When summer camp was canceled at Lakeview Methodist Conference Center, organizers knew they would face a budget shortfall. Usually, most of the funding for the year is generated during the camp.
Then, came the announcement of another cancelation — Fish Camp, the Texas A&M welcoming session for incoming freshmen, also held at Lakeview.
In all, the center now faces a $2.4 million deficit. That was a hit that Jacksonville FUMC would not take lying down.
“We send lots of kids to church camp each year,” Wintermute said. “It’s in the DNA of our congregation. We have seen how important church camp is – and how many lives are changed by going to church camp.”
Each year, Jacksonville FUMC budgets and hosts fundraisers to make possible a 50 percent discount for students to attend camp. The church also sends counselors to Lakeview.
“We believe that any young person who wants to go to camp, should be able to go, regardless of a family’s income,” Wintermute said. “We don’t let money stand in the way.”
When Jacksonville FUMC learned that Lakeview had to cancel all of its camps, the congregation stepped up to help. First, they took up a collection at church for $3,000.
“Then, we talked it over with our finance committee and church leadership council,” Wintermute said. “They overwhelmingly voted to donate the money we had set aside for sending kids to camp this year.”
The unused funds totaled $11,000, and Wintermute delivered a check in that amount to Josh Pulver, president and CEO of Lakeview Methodist Conference Center.
“I want to challenge the other churches and pastors in the TAC to do the same thing,” Wintermute said. “Whatever money you have budgeted, donate to Lakeview. Or just take up a collection. It’s money well spent.”
The pastor has been a counselor and a director at Lakeview. He counts 16 summers spent at the camp.
“All of those years, I’ve seen the difference camp makes in young folks’ lives,” he said. “Our mission is to make disciples of Jesus Christ – and that happens every summer at Lakeview.”
Pulver explained that every donation amounts to a meaningful difference for the center. “Everything helps,” he said.
Individuals have been sent in donations, and the TAC gifted $149,000.
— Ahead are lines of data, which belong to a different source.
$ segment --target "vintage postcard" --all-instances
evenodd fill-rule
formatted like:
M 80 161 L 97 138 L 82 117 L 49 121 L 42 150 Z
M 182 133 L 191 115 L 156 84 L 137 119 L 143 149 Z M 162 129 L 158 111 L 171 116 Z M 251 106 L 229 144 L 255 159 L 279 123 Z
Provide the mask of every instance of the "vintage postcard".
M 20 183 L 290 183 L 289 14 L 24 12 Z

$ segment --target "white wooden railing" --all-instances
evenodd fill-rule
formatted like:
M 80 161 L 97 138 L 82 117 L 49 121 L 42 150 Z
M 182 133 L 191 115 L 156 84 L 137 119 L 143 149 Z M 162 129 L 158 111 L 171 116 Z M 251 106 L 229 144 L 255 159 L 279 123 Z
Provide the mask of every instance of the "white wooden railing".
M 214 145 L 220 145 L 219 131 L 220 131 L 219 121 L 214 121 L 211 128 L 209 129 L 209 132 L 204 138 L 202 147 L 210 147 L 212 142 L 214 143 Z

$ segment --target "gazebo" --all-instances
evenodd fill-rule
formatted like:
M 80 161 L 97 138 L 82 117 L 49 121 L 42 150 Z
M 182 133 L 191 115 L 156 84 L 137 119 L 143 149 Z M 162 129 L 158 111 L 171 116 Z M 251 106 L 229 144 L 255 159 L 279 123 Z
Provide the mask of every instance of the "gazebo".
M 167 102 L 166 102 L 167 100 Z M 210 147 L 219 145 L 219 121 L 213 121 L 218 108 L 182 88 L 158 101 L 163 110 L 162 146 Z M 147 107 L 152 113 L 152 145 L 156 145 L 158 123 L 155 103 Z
“There has been a lot of support, but we definitely need more,” Pulver said. “As long as COVID-19 continues, we will continue to see loss.”
Lakeview Methodist Conference Center was established in 1947. “It provides an opportunity for a child or an adult to get away from the distractions of the outside world and just focus on God,” Pulver said.
The center has become a sanctuary for families and churches, a place to reconnect with God’s plans.
“I have seen transformations in our campers in even a short amount of time – literally seen the Holy Spirit at work,” Pulver said.
Summer camp was a saving grace for him personally — and he hopes others have the chance to share that experience for generations to come.